Der Zusammenschluss der drei Gemeinden Herzebrock, Clarholz und Lette blieb bis zur Ausgliederung der Ortschaft Lette zum 01.01.1970 erhalten.
Bestand A – Bestand der Amtsverwaltung Herzebrock, 1810 bis 1920
Bestand A umfasst 129 Akten.
Einige wenige Akten stammen aus der Zeit der französischen Mairien und der preußischen Bürgermeistereien ab 1810. Hierbei handelt es sich vorrangig um Grundstücksrollen und Kirchenangelegenheiten.
Die Aktenüberlieferung verdichtet sich ab 1890. Letztlich lassen sich anhand des Bestandes zahlreiche Kenntnisse zur Einrichtung und Etablierung des preußischen Verwaltungswesens gewinnen. Besonders interessant dürften die Bestände zu Schul- und Kirchengeschichte, zu Polizeiangelegenheiten, Armen- und Gesundheitswesen sein. Der Teilbestand Judaica erlaubt zudem Einblicke in die jüdische Geschichte von 1851 bis 1903.
Bestand B – Bestand der Amtsverwaltung Herzebrock, 1920 bis 1930
Die Akten der Registratur sind weitgehend erhalten geblieben und umfassen heute 759 Akten. Neben dem Verlust einzelner Akten fehlen Akten zu Staatsangehörigkeitssachen, Ausländerwesen und zur öffentlichen Sicherheit vollständig. Hinzugefügt wurden dem Bestand Einzelfallakten zur Wohnbauförderung und Hinterbliebenenfürsorge.
Der Bestand vermittelt den Wechsel der Staatsform von der Monarchie zur Republik.
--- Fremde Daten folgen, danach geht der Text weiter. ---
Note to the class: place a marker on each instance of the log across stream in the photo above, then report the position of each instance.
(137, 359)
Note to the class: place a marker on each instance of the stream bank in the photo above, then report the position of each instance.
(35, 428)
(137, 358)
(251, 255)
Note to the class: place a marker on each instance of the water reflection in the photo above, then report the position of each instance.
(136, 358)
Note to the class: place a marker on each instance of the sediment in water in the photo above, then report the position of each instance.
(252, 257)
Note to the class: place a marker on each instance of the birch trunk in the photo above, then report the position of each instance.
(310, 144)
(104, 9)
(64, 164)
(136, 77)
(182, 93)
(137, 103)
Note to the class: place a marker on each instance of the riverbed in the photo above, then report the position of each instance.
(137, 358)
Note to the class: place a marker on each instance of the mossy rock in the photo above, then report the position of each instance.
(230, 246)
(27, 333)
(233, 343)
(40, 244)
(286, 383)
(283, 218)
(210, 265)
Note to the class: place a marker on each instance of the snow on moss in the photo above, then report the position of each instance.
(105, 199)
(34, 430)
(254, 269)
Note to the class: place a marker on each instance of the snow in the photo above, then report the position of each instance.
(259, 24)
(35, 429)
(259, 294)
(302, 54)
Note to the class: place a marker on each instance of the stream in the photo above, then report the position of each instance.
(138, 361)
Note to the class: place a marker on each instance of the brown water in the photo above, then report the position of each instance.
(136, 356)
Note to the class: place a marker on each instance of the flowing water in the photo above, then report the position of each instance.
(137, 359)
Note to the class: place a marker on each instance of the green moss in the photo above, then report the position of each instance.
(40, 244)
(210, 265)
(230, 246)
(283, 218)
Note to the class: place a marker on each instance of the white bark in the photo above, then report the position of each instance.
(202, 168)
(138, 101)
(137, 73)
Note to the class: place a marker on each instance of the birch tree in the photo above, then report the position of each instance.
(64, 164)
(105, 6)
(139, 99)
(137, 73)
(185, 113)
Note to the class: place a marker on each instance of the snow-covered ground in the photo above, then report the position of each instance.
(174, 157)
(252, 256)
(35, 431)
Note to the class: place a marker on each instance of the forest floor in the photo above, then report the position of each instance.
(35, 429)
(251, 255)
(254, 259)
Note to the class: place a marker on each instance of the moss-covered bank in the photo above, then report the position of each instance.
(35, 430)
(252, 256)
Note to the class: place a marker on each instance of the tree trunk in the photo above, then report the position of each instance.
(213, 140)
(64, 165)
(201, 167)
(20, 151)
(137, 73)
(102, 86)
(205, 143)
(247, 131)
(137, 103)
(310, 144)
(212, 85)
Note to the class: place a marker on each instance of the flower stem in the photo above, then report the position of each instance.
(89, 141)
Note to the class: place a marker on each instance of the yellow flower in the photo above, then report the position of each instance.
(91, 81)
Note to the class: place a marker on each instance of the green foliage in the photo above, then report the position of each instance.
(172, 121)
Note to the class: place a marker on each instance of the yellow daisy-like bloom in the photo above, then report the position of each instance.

Zu den wichtigsten Änderungen dieser Zeit dürfte die Einführung des Verhältnis- und des Frauenwahlrechts ab 1919 zählen, durch welche das seit 1856 gültige Drei-Klassen-Wahlrecht ersetzt wurde.
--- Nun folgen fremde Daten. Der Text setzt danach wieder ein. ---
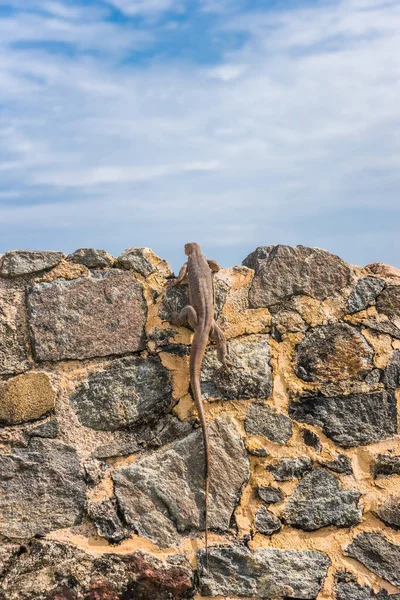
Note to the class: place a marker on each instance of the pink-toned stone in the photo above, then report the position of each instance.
(86, 317)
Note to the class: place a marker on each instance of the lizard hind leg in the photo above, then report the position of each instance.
(217, 336)
(187, 315)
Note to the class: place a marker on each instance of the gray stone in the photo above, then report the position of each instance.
(92, 258)
(290, 468)
(389, 512)
(285, 271)
(333, 353)
(266, 573)
(373, 377)
(144, 261)
(376, 553)
(86, 317)
(386, 464)
(13, 331)
(42, 488)
(350, 420)
(152, 435)
(311, 439)
(318, 502)
(341, 464)
(252, 380)
(131, 391)
(134, 258)
(163, 494)
(264, 420)
(391, 375)
(48, 429)
(388, 302)
(266, 522)
(25, 262)
(347, 588)
(94, 471)
(270, 494)
(364, 293)
(8, 552)
(108, 524)
(50, 570)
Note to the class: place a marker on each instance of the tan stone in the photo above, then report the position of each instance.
(25, 398)
(385, 271)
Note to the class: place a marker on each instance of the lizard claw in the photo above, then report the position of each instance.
(228, 363)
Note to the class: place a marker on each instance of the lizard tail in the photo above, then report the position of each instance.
(196, 356)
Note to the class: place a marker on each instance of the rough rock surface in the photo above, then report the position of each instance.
(41, 488)
(290, 468)
(318, 502)
(129, 392)
(13, 331)
(91, 316)
(24, 262)
(92, 258)
(266, 522)
(379, 555)
(347, 588)
(311, 439)
(162, 494)
(285, 271)
(350, 420)
(333, 353)
(270, 494)
(391, 375)
(386, 464)
(25, 398)
(144, 261)
(150, 435)
(364, 293)
(51, 570)
(252, 380)
(266, 573)
(389, 511)
(48, 429)
(341, 464)
(388, 302)
(108, 523)
(264, 420)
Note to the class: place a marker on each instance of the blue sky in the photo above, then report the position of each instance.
(233, 123)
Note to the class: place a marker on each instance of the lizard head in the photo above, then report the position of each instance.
(191, 247)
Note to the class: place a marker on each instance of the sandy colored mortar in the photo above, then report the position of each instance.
(26, 397)
(236, 319)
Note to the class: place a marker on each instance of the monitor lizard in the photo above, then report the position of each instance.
(197, 271)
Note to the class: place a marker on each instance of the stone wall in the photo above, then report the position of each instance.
(101, 459)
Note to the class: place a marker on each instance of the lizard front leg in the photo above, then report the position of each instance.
(214, 266)
(182, 275)
(187, 315)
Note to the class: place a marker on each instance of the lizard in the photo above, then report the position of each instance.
(199, 313)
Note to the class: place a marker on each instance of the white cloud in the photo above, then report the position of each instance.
(283, 140)
(145, 7)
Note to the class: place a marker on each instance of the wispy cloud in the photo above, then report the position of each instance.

Bestand C – Kriegs- und Nachkriegsliteratur des Amtes, 1916 bis 1928
Die Akten zur Kriegs- und Demobilisierungsregistratur wurden aus dem Bestand B herausgelöst und sind vollzählig erhalten. In Kombination mit den Beständen A und B vermittelt der Bestand C grundlegende Kenntnisse zu politischen und wirtschaftlichen Herausforderungen dieser Zeit. Hierzu zählt insbesondere die Sicherstellung der Lebensmittelversorgung, die Bekämpfung von Rohstoffknappheit, Wohnungsnot und Arbeitslosigkeit.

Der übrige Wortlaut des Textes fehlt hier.